Wednesday, October 26, 2005

Caught up?

I feel a little bit at a loss as to what I should do. I have gotten use to a sense of urgency, of "Oh no! I have five projects due this week and half that are due tomorrow! I must stay up all night! The sleep I get must be fitful and unrestful! I must get a stress ulcer!" I got use to that in the past month to month and a half that now I don't know what to do.

I have a quiz tomorrow, a test next Tuesday, two more videos to watch, and Bib card due some time soon but I don't know when and that's all for this coming week (that's not for clinical, which doesn't quite count because I can't work on that stuff)


I could study for the quiz but I've been watching videos all afternoon about the same things in the chapers, and all morning going over those chapters in class. I can't watch any more videos because the lab is closed. I already choose my article for the first bibliography card and the Pharmacology test isn't until next Tuesday. I can't get too worked up over something that's a week away.

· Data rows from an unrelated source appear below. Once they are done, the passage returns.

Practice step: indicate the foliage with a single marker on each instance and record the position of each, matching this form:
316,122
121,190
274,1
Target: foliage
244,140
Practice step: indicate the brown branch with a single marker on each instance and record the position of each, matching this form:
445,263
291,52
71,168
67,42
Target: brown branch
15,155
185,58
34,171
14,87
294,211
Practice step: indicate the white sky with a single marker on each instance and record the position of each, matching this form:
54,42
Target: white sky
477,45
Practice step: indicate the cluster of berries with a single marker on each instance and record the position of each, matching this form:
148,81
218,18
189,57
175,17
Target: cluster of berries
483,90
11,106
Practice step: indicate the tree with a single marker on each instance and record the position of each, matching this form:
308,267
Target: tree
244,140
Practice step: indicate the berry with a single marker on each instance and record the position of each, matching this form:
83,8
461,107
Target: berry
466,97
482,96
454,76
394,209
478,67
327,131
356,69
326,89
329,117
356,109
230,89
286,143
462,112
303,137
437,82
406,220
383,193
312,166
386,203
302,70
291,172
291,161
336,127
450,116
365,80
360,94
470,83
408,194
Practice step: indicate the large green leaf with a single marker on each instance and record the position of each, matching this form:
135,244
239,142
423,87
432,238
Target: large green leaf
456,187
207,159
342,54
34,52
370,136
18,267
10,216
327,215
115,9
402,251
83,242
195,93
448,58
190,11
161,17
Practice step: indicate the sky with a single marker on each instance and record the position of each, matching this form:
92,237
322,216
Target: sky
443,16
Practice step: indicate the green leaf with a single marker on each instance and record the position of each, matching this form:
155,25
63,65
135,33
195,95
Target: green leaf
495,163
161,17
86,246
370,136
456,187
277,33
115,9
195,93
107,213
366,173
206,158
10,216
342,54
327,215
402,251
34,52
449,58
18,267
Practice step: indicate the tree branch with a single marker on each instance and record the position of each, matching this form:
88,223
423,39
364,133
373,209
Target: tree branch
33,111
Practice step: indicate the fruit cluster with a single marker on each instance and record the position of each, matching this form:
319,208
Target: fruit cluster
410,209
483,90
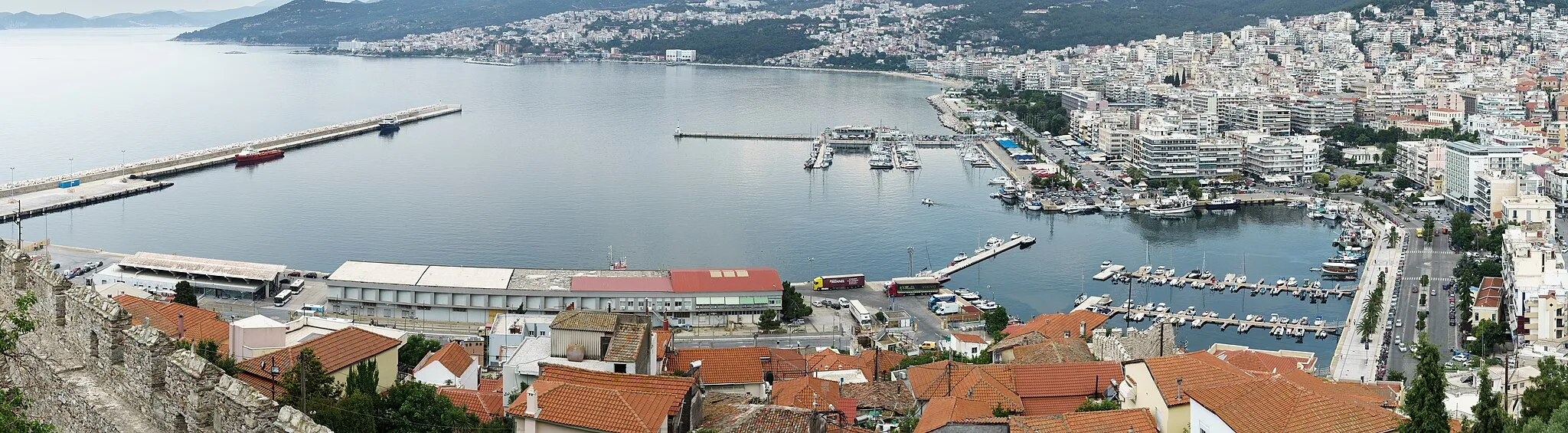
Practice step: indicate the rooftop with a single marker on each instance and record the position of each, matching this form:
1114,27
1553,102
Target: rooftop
207,267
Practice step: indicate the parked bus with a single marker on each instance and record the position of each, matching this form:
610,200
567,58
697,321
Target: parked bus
913,286
283,297
861,313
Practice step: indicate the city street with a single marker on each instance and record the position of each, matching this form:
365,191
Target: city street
1436,261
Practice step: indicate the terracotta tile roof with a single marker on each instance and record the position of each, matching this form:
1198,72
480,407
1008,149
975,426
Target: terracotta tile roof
1264,362
452,356
969,338
626,343
806,392
1291,408
1117,421
1195,369
599,408
742,364
200,323
652,385
482,404
585,320
944,410
1053,352
885,394
336,350
1059,325
985,383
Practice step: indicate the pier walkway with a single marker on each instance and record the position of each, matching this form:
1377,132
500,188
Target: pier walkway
984,256
40,196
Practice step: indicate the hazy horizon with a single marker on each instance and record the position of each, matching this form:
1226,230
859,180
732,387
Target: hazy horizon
96,8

This is a very odd feeling. I used to always be caught up with my school work, but that slowly slipped away from me this semester for many reasons such as, but not limited to...
  1. Books not coming on time at the beginning of the semester
  2. Group projects that you had to work on when everyone could be there, and some people wouldn't come
  3. Massive amounts of reading, so much so that I didn't even know where to start
  4. It's nursing! Hellooo! Insanily, huge amounts of really big, hard concepts to comprehend with insanily, huge amounts of work to go along with it!

Yeah, that's pretty much it. So, I'm caught up in work with the Med-Surg/OB switch. Or I think that I am. For the next 2 months I will be living in fear that I've forgotten something vitally important. Sometime when I'm not overly tired I'll tell you about OB and Mrs. Diller. Later.